Intentionally Triggering a Kernel Panic:
To reproduce the boot behavior, you can intentionally trigger a kernel panic by:
- Using the
sysrq key: Press the SysRq key (usually Alt + SysRq) and then press the p key to trigger a kernel panic.
- Using the
kernel.panic sysctl: Set the kernel.panic sysctl to a value of 1, which will trigger a kernel panic on the next boot.
- Using a kernel module: Load a kernel module that intentionally triggers a kernel panic.
Disabling the Boot Attempt Counter:
To disable the boot attempt counter remotely on a running device, you can try the following:
- Using the
efibootmgr command: Run the efibootmgr command with the -b option to set the boot attempt counter to a high value (e.g., 1000).
- Using the UEFI firmware settings: Access the UEFI firmware settings and look for an option to disable the boot attempt counter.
Fixing the Firmware for Future Units:
To fix the firmware for future units, you can:
- Update the UEFI firmware: Update the UEFI firmware to a version that does not have the boot attempt counter issue.
- Modify the UEFI configuration: Modify the UEFI configuration to disable the boot attempt counter or set it to a high value.
Comparison with Other Jetson Models:
The behavior of the Jetson Orin NX Hi UEFI is similar to other Jetson models, such as the Jetson AGX Orin and Jetson Orin Nano. However, the specific mechanisms and settings may vary depending on the model and firmware version.
Additional Information:
- The Jetson BSP version 3550 is a relatively old version, and it’s recommended to update to a newer version to ensure you have the latest features and bug fixes.
- The
example.sh script in the OP-TEE source package can be used to generate an EKS image with a test key, which can be useful for testing the EKS feature.
In summary, to reproduce the boot behavior, you can intentionally trigger a kernel panic using various methods. To disable the boot attempt counter remotely, you can use the efibootmgr command or access the UEFI firmware settings. To fix the firmware for future units, you can update the UEFI firmware or modify the UEFI configuration.
*** Please give the thumbs up if you get answers you like. Or provide feedback to help us improve the answer. ***
Actually, the point here is this thing won’t be disabled.
If a kernel panic would happen in consecutive 3 times, it means it could happen forever.
In this case, your board will just stuck in a boot loop which reboots again and again. I don’t think that one makes anything better.
What you need to do is enable your UART serial console and check what is causing the kernel panic consecutively.
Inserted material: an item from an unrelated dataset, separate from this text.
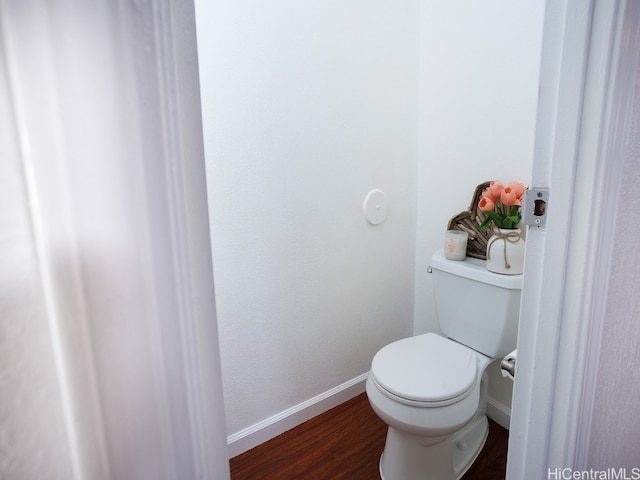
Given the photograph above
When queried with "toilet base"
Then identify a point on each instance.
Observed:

Thanks for reply, Am I correct in understanding that the counter only decrements if the kernel panics? Then the system hangs, the watchdog isn’t reset, and the counter decreases. If the power is lost at that moment, will the counter reset back to 3? I don’t recall the exact cause of the panic, but it seems to be related to cold booting. Perhaps a driver or something else triggers the panic at low temperatures, but as the temperature rises, it boots normally. This suggests the file system is fine, and the device simply rebooted three times due to the cold.
We need to run a cold start test to figure out what’s causing the kernel panic.
It might not be “kernel panic” . Kernel panic is more like just one possible reason to this problem.
The more precise way is that if the board fails to get into the file system and execute specific systemd service, then it would make this situation happened.
The systemd service will make the counter back to 3 no matter what previous number it was.